When mTERT protein was analyzed in thymus, spleen, and testis derived from wild-type (wt) or mTR^−/− (KO) littermate mice, we observed similar amounts of the mTERT-specific band in testis and spleen in the two genotypes (Fig. 5B; note that lane FM3A has 1/4 the protein loaded in Fig. 5A). This indicates that both mTERT mRNA (see above) and mTERT protein are expressed independently of the presence of active telomerase complexes in these tissues. In contrast, the mTR^−/− thymus lacked detectable mTERT protein, which was, however, present in wild-type thymus (Fig. 5B). This observation suggests that the presence of the mouse telomerase RNA component in the thymus may be necessary for the accumulation of mTERT protein and that this kind of regulation may be tissue specific. The fact that the mTR^−/− thymus and the wild-type thymus have similar mTERT mRNA levels indicates that the mTERT protein expression is regulated posttranscriptionally in this tissue.

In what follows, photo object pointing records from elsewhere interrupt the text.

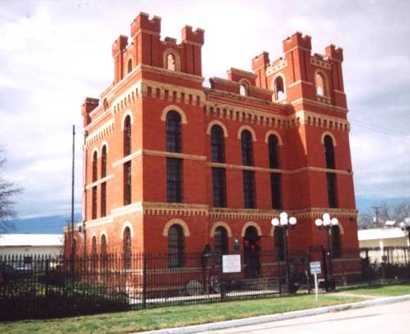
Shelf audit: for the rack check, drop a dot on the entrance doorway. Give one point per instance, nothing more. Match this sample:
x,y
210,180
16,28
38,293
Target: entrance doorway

To determine the subcellular localization of telomerase catalytic subunit in mammalian cells, such as human HeLa and IMR-90 cells, as well as in primary mouse cells (MEFs), we used K-370 telomerase antibody in Western blot analysis and in immunofluorescence.

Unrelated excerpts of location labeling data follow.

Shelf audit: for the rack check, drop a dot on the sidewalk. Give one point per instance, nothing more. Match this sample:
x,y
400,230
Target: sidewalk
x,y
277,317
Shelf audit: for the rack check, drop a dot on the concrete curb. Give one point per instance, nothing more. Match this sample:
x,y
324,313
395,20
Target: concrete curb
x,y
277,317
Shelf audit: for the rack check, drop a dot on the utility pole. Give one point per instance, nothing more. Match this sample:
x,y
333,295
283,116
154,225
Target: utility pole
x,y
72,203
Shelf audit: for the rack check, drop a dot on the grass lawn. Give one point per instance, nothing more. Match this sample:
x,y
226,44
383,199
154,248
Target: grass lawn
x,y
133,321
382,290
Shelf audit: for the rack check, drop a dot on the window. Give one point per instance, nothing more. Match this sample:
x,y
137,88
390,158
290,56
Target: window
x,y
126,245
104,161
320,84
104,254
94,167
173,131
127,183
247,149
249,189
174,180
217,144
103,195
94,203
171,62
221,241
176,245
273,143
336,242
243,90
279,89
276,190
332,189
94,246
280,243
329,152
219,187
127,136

Fig. 6 shows a double staining of two different asynchronous cell cultures by using Hoechst 33258 to stain the nucleus and K-370 antibody against the telomerase catalytic subunit. IMR-90 cells, previously shown to lack detectable levels of hTERT protein (Fig. 4), were not stained with K-370 antibody (Fig. 6 a and b, for Hoechst and K-370 staining, respectively). HeLa cells, which have high levels of telomerase activity (41), showed, in contrast, a clear staining of the nucleus (Fig. 6, c/e and d/f, for Hoechst and K-370 staining, respectively), and the fluorescent signal was blocked by preincubation of the antibody with the antigenic peptide (PEPT-1) (not shown). The nuclear staining of hTERT showed a punctuated pattern, supporting the previously described nuclear staining in HeLa cells by using an anti-peptide antibody to a different region of the hTERT (23). We are currently developing more potent antibodies to asses the nature of the speckles, which may correspond to the telomeres or to replication complexes (42). Mouse primary cells, MEFs, did not show a detectable specific signal in immunofluorescence (not shown), probably because mTERT protein levels in these cells are undetectable or very low (Fig. 4, also Fig. 7A). To confirm the nuclear localization of TERT, we prepared nuclear and cytoplasmic extracts from asynchronous cultures of both human (IMR-90 and HeLa) and mouse cells (MEFs) and analyzed the presence of the TERT protein by Western blotting. Equal protein amounts of cytoplasmic and nuclear extracts were analyzed. IMR-90 cells showed no detectable hTERT band, in agreement with the fact that these cells are negative for telomerase activity (Fig. 7A, see also Fig. 4). Both human immortal HeLa cells and primary mouse MEFs show expression of TERT protein in the nuclear fraction but not in the cytoplasmic fraction, confirming that TERT protein is located in the cell nucleus (see Fig. 7 A and C). As a control for the extract preparation, actin was found only in the cytoplasmic fraction of asynchronous HeLa extracts (see Fig. 7B).

To analyze whether telomerase activity is regulated by the subcellular localization of TERT protein during cell cycle progression, we studied TERT expression in synchronized HeLa cells and MEFs (Fig. 7 C and D). The percentage of cells in each cell cycle stage was monitored by FACS analysis. In both cell types, TERT is located in the cell nucleus throughout all the stages of the cell cycle, indicating that TERT availability is not regulated by nuclear transport (Fig. 7 C and D). The amounts of hTERT protein showed a moderate 3-fold increase as more cells entered the S phase (compare asynchronous cells to 0.0-hr synchronized cells in Fig. 7C).